Case Insensitive File Systems

Bazaar must be portable across operating-systems and file-systems. While the primary file-system for an operating-system might have some particular characteristics, it’s not necessary that all file-systems for that operating-system will have the same characteristics.

For example, the FAT32 file-system is most commonly found on Windows operating systems, and has the characteristics usually associated with a Windows file-system. However, USB devices means FAT32 file-systems are often used with GNU/Linux systems, so the current operating system doesn’t necessarily reflect the capabilities of the file-system.

Bazaar supports 3 kinds of file-systems, each to different degrees.

  • Case-sensitive file-systems: This is the file-system generally used on GNU/Linux: 2 files can differ only by case, and the exact case must be used when opening a file.
  • Case-insensitive, case-preserving (cicp) file-systems: This is the file-system generally used on Windows; FAT32 is an example of such a file-system. Although existing files can be opened using any case, the exact case used to create the file is preserved and available for programs to query. Two files that differ only by case is not allowed.
  • Case-insensitive: This is the file-system used by very old Windows versions and is rarely encountered “in the wild”. Two files that differ only by case is not allowed and the case used to create a file is not preserved.

As can be implied by the above descriptions, only the first two are considered relevant to a modern Bazaar.

For more details, including use cases, please see

Handling these file-systems

The fundamental problem handling these file-systems is that the user may specify a file name or inventory item with an “incorrect” case - where “incorrect” simply means different than what is stored - from the user’s point-of-view, the filename is still correct, as it can be used to open, edit delete etc the item.

The approach Bazaar takes is to “fixup” each of the command-line arguments which refer to a filename or an inventory item - where “fixup” means to adjust the case specified by the user so it exactly matches an existing item.

There are two places this match can be performed against - the file-system and the Bazaar inventory. When looking at a case-insensitive file-system, it is impossible to have 2 names that differ only by case, so there is no ambiguity. The inventory doesn’t have the same rules, but it is expected that projects which wish to work with Windows would, by convention, avoid filenames that differ only by case.

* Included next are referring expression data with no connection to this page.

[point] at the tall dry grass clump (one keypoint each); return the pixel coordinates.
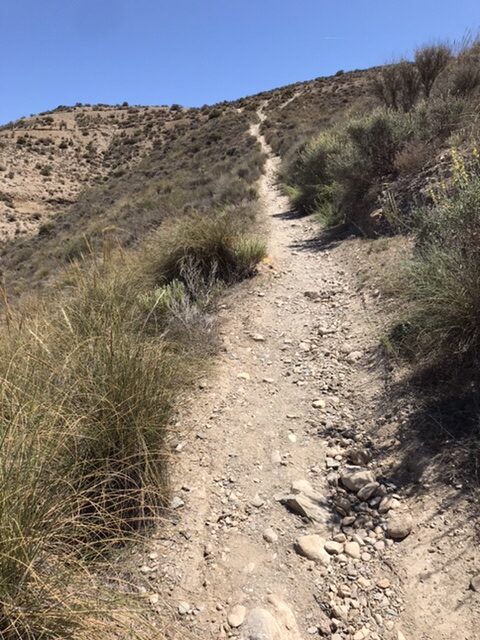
(87, 382)
(441, 287)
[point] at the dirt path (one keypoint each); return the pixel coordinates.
(291, 407)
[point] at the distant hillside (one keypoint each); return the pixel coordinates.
(72, 172)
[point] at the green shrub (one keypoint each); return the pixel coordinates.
(312, 170)
(397, 85)
(430, 62)
(442, 283)
(338, 175)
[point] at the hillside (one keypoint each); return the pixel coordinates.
(239, 358)
(127, 167)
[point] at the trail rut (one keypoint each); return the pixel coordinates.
(296, 389)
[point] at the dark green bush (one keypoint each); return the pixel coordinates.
(430, 62)
(442, 283)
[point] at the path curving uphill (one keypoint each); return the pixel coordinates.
(283, 527)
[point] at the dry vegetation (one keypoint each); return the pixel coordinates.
(91, 366)
(130, 222)
(409, 164)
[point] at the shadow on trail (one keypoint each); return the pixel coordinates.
(326, 239)
(437, 444)
(289, 215)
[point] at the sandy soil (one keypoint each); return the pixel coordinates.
(297, 393)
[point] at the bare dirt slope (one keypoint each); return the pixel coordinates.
(264, 541)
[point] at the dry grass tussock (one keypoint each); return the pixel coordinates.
(88, 378)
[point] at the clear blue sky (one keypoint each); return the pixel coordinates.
(201, 51)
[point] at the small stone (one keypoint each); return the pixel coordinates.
(475, 583)
(269, 535)
(312, 546)
(343, 505)
(359, 457)
(275, 458)
(183, 608)
(257, 501)
(388, 503)
(383, 583)
(260, 625)
(236, 615)
(176, 503)
(352, 549)
(367, 491)
(354, 356)
(399, 525)
(355, 480)
(331, 463)
(333, 548)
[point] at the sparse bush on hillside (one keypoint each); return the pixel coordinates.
(397, 85)
(430, 62)
(339, 174)
(442, 282)
(464, 75)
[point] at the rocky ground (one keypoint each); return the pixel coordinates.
(286, 522)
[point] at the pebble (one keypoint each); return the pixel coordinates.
(367, 491)
(176, 502)
(183, 608)
(355, 480)
(236, 615)
(261, 625)
(475, 583)
(257, 501)
(269, 535)
(383, 583)
(312, 546)
(352, 549)
(399, 525)
(333, 548)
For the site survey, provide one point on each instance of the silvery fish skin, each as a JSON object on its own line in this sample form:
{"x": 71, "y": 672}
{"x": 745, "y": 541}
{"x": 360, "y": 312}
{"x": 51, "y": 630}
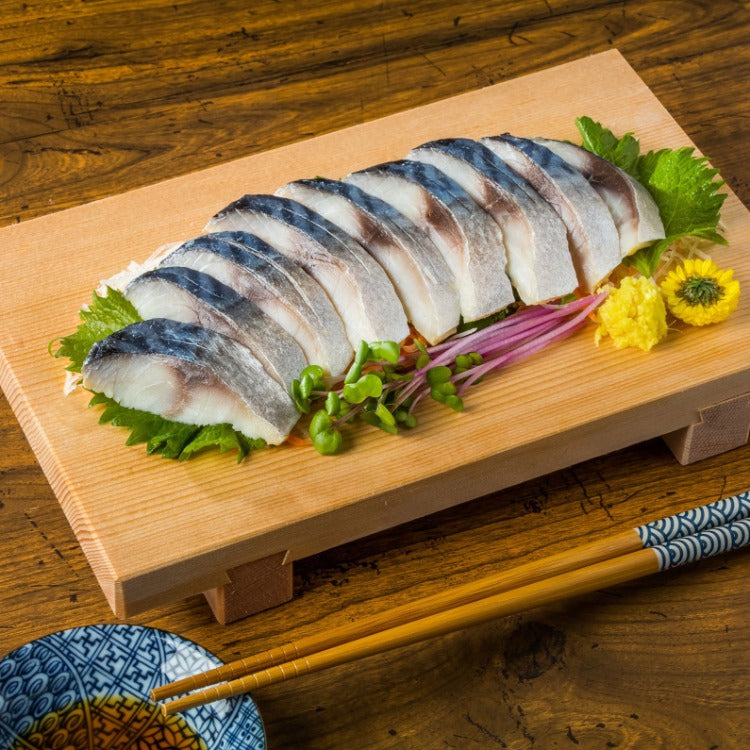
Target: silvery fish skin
{"x": 594, "y": 242}
{"x": 539, "y": 262}
{"x": 468, "y": 238}
{"x": 634, "y": 211}
{"x": 191, "y": 296}
{"x": 190, "y": 374}
{"x": 279, "y": 287}
{"x": 359, "y": 288}
{"x": 417, "y": 269}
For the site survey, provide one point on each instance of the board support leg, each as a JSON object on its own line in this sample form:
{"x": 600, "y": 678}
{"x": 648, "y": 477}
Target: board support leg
{"x": 719, "y": 428}
{"x": 252, "y": 587}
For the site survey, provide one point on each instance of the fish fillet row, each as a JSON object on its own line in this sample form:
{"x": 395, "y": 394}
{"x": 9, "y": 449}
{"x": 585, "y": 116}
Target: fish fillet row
{"x": 455, "y": 231}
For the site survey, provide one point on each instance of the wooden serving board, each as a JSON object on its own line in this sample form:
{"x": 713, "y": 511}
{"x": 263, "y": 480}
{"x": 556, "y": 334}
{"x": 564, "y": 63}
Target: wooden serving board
{"x": 155, "y": 530}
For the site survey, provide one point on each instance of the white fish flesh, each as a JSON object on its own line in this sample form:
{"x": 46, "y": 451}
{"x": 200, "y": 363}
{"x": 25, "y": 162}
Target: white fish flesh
{"x": 469, "y": 239}
{"x": 634, "y": 211}
{"x": 190, "y": 374}
{"x": 417, "y": 269}
{"x": 358, "y": 286}
{"x": 539, "y": 262}
{"x": 191, "y": 296}
{"x": 594, "y": 242}
{"x": 279, "y": 287}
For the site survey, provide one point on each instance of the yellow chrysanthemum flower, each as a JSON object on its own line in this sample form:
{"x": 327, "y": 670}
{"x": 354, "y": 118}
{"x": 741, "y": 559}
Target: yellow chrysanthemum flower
{"x": 633, "y": 314}
{"x": 700, "y": 293}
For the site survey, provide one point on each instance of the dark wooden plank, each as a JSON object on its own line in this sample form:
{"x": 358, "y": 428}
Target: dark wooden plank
{"x": 100, "y": 97}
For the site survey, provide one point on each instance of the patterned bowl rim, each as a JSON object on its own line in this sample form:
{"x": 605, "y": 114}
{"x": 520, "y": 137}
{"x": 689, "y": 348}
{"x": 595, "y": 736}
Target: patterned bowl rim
{"x": 160, "y": 632}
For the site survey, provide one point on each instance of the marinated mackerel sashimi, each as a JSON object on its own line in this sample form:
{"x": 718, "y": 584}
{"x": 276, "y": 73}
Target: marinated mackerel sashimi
{"x": 279, "y": 287}
{"x": 539, "y": 262}
{"x": 191, "y": 296}
{"x": 468, "y": 238}
{"x": 190, "y": 374}
{"x": 419, "y": 273}
{"x": 359, "y": 288}
{"x": 455, "y": 232}
{"x": 594, "y": 242}
{"x": 634, "y": 211}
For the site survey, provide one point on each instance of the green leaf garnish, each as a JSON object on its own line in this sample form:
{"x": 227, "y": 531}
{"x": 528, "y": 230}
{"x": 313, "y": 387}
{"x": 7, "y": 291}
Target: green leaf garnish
{"x": 326, "y": 438}
{"x": 368, "y": 386}
{"x": 173, "y": 439}
{"x": 683, "y": 186}
{"x": 623, "y": 152}
{"x": 105, "y": 315}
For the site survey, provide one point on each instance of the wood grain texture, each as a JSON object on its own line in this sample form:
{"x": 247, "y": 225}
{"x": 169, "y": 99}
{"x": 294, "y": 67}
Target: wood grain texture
{"x": 102, "y": 97}
{"x": 202, "y": 518}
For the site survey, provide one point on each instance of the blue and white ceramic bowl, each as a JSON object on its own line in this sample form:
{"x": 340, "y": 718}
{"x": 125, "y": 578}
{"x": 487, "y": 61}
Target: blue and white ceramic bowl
{"x": 88, "y": 688}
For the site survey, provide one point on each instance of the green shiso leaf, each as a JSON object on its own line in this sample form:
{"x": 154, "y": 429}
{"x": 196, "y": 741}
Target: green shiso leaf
{"x": 682, "y": 184}
{"x": 623, "y": 152}
{"x": 173, "y": 439}
{"x": 105, "y": 315}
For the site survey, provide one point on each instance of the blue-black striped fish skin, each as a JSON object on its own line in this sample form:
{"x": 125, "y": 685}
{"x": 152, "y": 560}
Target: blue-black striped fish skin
{"x": 190, "y": 374}
{"x": 634, "y": 211}
{"x": 469, "y": 239}
{"x": 278, "y": 286}
{"x": 594, "y": 242}
{"x": 358, "y": 286}
{"x": 192, "y": 296}
{"x": 417, "y": 269}
{"x": 539, "y": 262}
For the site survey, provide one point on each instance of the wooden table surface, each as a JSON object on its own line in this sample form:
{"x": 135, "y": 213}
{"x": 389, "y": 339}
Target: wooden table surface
{"x": 104, "y": 96}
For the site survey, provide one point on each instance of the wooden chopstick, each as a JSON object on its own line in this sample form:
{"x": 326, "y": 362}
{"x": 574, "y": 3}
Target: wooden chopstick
{"x": 598, "y": 564}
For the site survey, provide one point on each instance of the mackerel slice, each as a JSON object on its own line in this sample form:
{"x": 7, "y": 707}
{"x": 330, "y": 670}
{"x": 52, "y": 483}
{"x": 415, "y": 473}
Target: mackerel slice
{"x": 539, "y": 262}
{"x": 417, "y": 269}
{"x": 594, "y": 242}
{"x": 468, "y": 238}
{"x": 280, "y": 288}
{"x": 190, "y": 374}
{"x": 359, "y": 288}
{"x": 191, "y": 296}
{"x": 634, "y": 211}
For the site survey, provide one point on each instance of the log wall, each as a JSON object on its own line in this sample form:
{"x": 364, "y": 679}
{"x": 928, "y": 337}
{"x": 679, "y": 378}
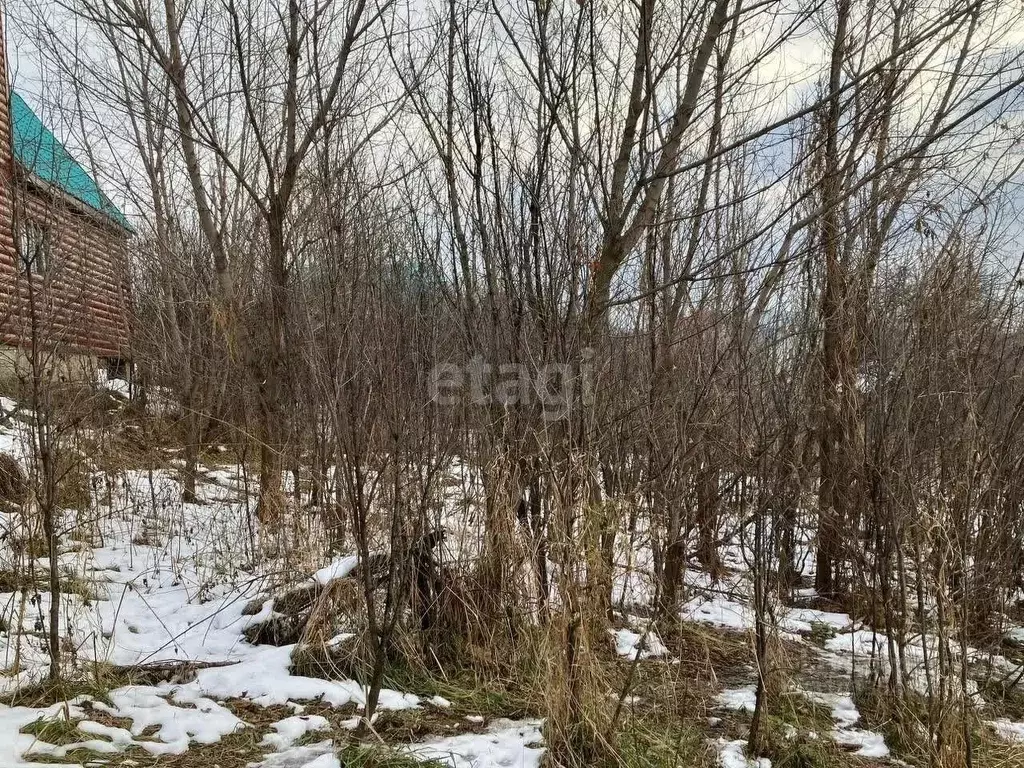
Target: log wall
{"x": 79, "y": 303}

The rules for such fixups turn out to be quite simple:

  • If an argument refers to an existing inventory item, we fixup the argument using the inventory. This is, basically, all commands that take a filename or directory argument other than ‘add’ and in some cases ‘mv’
  • If an argument refers to an existing filename for the creation of an inventory item (eg, add), then the case of the existing file on the disk will be used. However, Bazaar must still check the inventory to prevent accidentally creating 2 inventory items that differ only by case.
  • If an argument results in the creation of a new filename (eg, a move destination), the argument will be used as specified. Bzr will create a file and inventory item that exactly matches the case specified (although as above, care must be taken to avoid creating two inventory items that differ only by case.)

Implementation of support for these file-systems

From the description above, it can be seen the implementation is fairly simple and need not intrude on the internals of Bazaar too much; most of the time it is simply converting a string specified by the user to the “canonical” form as stored in either the inventory or filesystem. These boil down to the following new API functions:

  • osutils.canonical_relpath() - like osutils.relpath() but adjust the case of the result to match any existing items.
  • Tree.get_canonical_inventory_path - somewhat like Tree.get_symlink_target(), Tree.get_file() etc; returns a name with the case adjusted to match existing inventory items.
  • osutils.canonical_relpaths() and Tree.get_canonical_inventory_paths() - like the ‘singular’ versions above, but accept and return sequences and therefore offer more optimization opportunities when working with multiple names.

The only complication is the requirement that Bazaar not allow the creation of items that differ only by case on such file-systems. For this requirement, case-insensitive and cicp file-systems can be treated the same. The ‘case_sensitive’ attribute on a MutableTree is used to control this behaviour.